Should the actions of the United States and the current Bush administration in liberating Iraq and progress made in rebuilding Iraq be judged against a utopian vision (which we don't seem to be able to produce here in the US), or should they be judged against a violent state of chaos, e.g., Mogadishu circa 1993?

This is more than a question of is your glass half empty or half full. It fundamentally gets to the root of whether a commentator/pundit/politician is a serious person who lives in the real world or whether they are nothing more than a cynical player of a game in which winning and maintaining power are all that matter.

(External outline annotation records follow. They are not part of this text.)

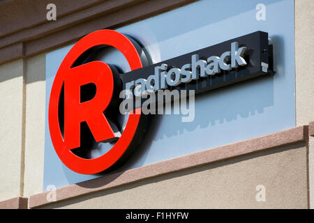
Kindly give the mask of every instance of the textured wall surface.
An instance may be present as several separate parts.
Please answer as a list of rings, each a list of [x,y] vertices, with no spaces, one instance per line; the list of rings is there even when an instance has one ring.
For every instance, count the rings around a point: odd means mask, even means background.
[[[43,190],[45,148],[45,54],[27,59],[24,196]]]
[[[304,144],[166,174],[43,208],[306,208]],[[266,189],[257,202],[257,185]]]
[[[20,194],[23,63],[20,59],[0,66],[0,201]]]
[[[295,1],[297,125],[314,121],[314,1]]]

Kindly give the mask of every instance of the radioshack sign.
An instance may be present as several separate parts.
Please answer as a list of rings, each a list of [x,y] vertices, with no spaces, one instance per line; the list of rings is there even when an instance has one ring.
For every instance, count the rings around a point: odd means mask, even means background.
[[[102,61],[84,63],[94,49],[112,46],[125,56],[131,71],[119,74]],[[268,34],[257,31],[157,64],[149,65],[140,45],[112,30],[91,33],[76,43],[61,64],[49,102],[49,128],[54,150],[71,170],[83,174],[110,171],[121,165],[136,149],[147,128],[141,108],[130,112],[123,132],[112,125],[119,109],[119,93],[130,90],[137,97],[160,89],[201,93],[253,77],[272,74],[272,48]],[[96,91],[82,100],[82,88]],[[82,123],[91,133],[84,134]],[[100,157],[87,158],[80,151],[110,142]],[[77,152],[78,151],[78,152]]]

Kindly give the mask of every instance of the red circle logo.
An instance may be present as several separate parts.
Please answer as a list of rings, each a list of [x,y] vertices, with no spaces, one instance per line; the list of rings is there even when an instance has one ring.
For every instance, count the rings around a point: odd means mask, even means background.
[[[116,144],[98,157],[82,158],[71,151],[80,146],[82,122],[86,122],[97,142],[115,137],[103,114],[112,99],[114,87],[110,66],[102,61],[92,61],[73,67],[83,53],[99,45],[109,45],[119,50],[128,61],[131,70],[142,67],[140,57],[131,41],[112,30],[100,30],[86,36],[73,47],[62,61],[50,93],[49,129],[52,144],[60,160],[73,171],[82,174],[98,174],[115,164],[132,141],[140,118],[140,111],[130,112],[124,130]],[[81,102],[80,87],[91,83],[96,86],[95,96]],[[63,134],[59,116],[62,89],[64,91]]]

I suppose I can be accused of putting forth a false dichotomy in this instance, but I don't really think I have. I did not claim that to live in the real world one must support everything the administration does, nor that we should not view everything they do with a critical eye. But that is not the same thing at all as wearing dung-colored glasses that can only see the negative and taking the phrase, "the enemy of my enemy is my friend," to heart, thereby lumping President Bush into the same list of enemies as the terrorists. In my mind, this comes dangerously close to laying a bet that having our enemies win is a short term gamble that some are willing to take to secure their own sinecure.

Politics and Big Media's reporting on politics is rapidly devolving into nothing more than the automatic gainsaying of the other person's position, no matter how ludicrous it sounds or however mendacious one must be to say it. The abdication of responsible opposition to the current administration is beginning to radicalize me. And I don't think that I am alone.